Ts-Server: 88.84.141.74:7324 - Struktur (?)
Minecraft-Server: IP in den Info Thread posten


*Termin der nächsten Besprechung:*

Jeden 2. Donnerstag - Uhrzeit wird für 21:00 angesetzt, kann allerdings wie der Tag variieren.


----------



## .Mac (16. Mai 2011)

Da am Do. (19.05.11) die nächste Besprechung stattfindet, wird es langsam Zeit die Themen vorzubereiten.



Website Layout festlegen / abstimmen was umgesetzt wird (oder ob das noch Zeit hat.)
Regelement des Clans estlegen / Feinabstimmungen an eingebrachten Vorschlägen
Planung der nächsten 2 Wochen inkl.
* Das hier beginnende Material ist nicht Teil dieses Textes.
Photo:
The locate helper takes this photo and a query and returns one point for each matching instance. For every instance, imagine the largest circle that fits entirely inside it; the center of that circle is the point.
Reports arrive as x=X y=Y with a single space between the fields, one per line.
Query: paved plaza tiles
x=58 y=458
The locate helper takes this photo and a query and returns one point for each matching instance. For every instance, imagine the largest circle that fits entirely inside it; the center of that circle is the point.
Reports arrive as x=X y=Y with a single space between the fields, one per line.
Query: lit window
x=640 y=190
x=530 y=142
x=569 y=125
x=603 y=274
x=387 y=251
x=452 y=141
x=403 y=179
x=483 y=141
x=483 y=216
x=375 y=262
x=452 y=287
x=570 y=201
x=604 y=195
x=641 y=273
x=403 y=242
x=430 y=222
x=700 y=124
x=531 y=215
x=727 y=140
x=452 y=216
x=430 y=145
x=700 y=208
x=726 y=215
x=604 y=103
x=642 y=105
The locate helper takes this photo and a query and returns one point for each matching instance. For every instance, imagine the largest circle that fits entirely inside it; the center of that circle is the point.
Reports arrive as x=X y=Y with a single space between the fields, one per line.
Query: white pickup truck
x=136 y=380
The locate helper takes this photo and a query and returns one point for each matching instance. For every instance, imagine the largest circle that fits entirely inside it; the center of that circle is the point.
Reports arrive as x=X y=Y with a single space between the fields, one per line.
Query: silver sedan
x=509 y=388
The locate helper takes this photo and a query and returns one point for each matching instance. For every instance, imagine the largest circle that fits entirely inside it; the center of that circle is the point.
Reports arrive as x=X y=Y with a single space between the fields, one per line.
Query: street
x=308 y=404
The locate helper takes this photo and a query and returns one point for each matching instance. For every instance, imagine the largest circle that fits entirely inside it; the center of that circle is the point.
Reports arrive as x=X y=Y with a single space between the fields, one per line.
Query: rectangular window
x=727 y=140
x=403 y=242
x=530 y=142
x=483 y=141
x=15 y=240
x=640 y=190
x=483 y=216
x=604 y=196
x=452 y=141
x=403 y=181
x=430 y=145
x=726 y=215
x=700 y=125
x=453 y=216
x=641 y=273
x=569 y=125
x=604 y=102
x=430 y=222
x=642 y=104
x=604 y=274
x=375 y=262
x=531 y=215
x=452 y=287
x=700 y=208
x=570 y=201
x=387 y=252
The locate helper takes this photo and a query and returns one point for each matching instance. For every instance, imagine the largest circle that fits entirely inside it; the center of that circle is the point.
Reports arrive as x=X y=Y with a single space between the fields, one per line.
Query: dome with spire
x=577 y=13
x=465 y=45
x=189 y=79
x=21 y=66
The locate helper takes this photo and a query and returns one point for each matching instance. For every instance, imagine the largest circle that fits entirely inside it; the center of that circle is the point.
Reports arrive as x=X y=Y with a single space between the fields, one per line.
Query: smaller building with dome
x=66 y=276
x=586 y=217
Ablauf des "Launch vom Clan"
Festlegung der Administration
Besprechung über die aktuelle Server-Situation
Vorschläge an Themen bitte in den Diskussions / beesprechungs Thread hineinschreiben, diese werden dann in diesen Post übernommen, kurzfristige Themen sind natürlich nicht verboten, und wie immer ist jeder in der Besprechung willkommen.


----------



## .Mac (19. Mai 2011)

<--------   Zweite Besprechung des PCGHX "Clans" 19.05.2011   -------->


*Anwesend: *
Wursti
Leandros
Hansvonwurst
Low (da DC king<--this---Ist für Wa1lock als maskottchen)
Veriquitas
Paganizor
Ob4rul3r (steam fanboi)
blackjack


*Absimmung über die Website:*
Ergebnisse:
Hamst0r: 0
Nyso: 0
Raigen: 1
.Mac: 7 (Tschüsch abo lan was los)


*Logo: *

Präzise Vorschläge (wenn möglich mit Skizze) sind zur nächster Teamsitzung mitzubringen.


*Launch:*


Bei Website fertigstellung
Angeplanter Launch in 2 -3 Wochen.


*Regelement:*


1.)  Der Spielspaß steht an erster Stelle. Wie gut oder schlecht jemand   ist, hat keine Priorität. Uns ist wichtig das bei jedem Member  Eigenschaften wie Teamgeist, Verlässlichkeit & Sozialer Umgang mit  jedem anderen vorhanden ist.
2.) Cheaten oder betrügen (Bugusing etc.) in jeglicher Weise ist verboten. Wem dennoch nachgewiesen wurde, dass er cheatet, fliegt unverzüglich!
3.)  Alle Member verhalten sich fair, freundlich und hilfsbereit. Sie sind  verantwortlich für den Ruf des gesamten Clans - daher können Verstöße  zum Clanausschluss führen.
4.) Interne Meinungsverschiedenheiten werden grundsätzlich und ausschließlich INTERN geklärt.
5.)  Von nationalsozialistischem, rassistischem und anderweitig  diskriminierendem Gedankengut distanzieren wir und ganz ausdrücklich.
6.) Wichtige Entscheidungen werden grundsätzlich von der Mehrheit des Managements getroffen, mit mindestens 51% der Stimmen. Feedback kann sowohl im Forum als auch direkt an ein Mitglied des Managements gerichtet werden.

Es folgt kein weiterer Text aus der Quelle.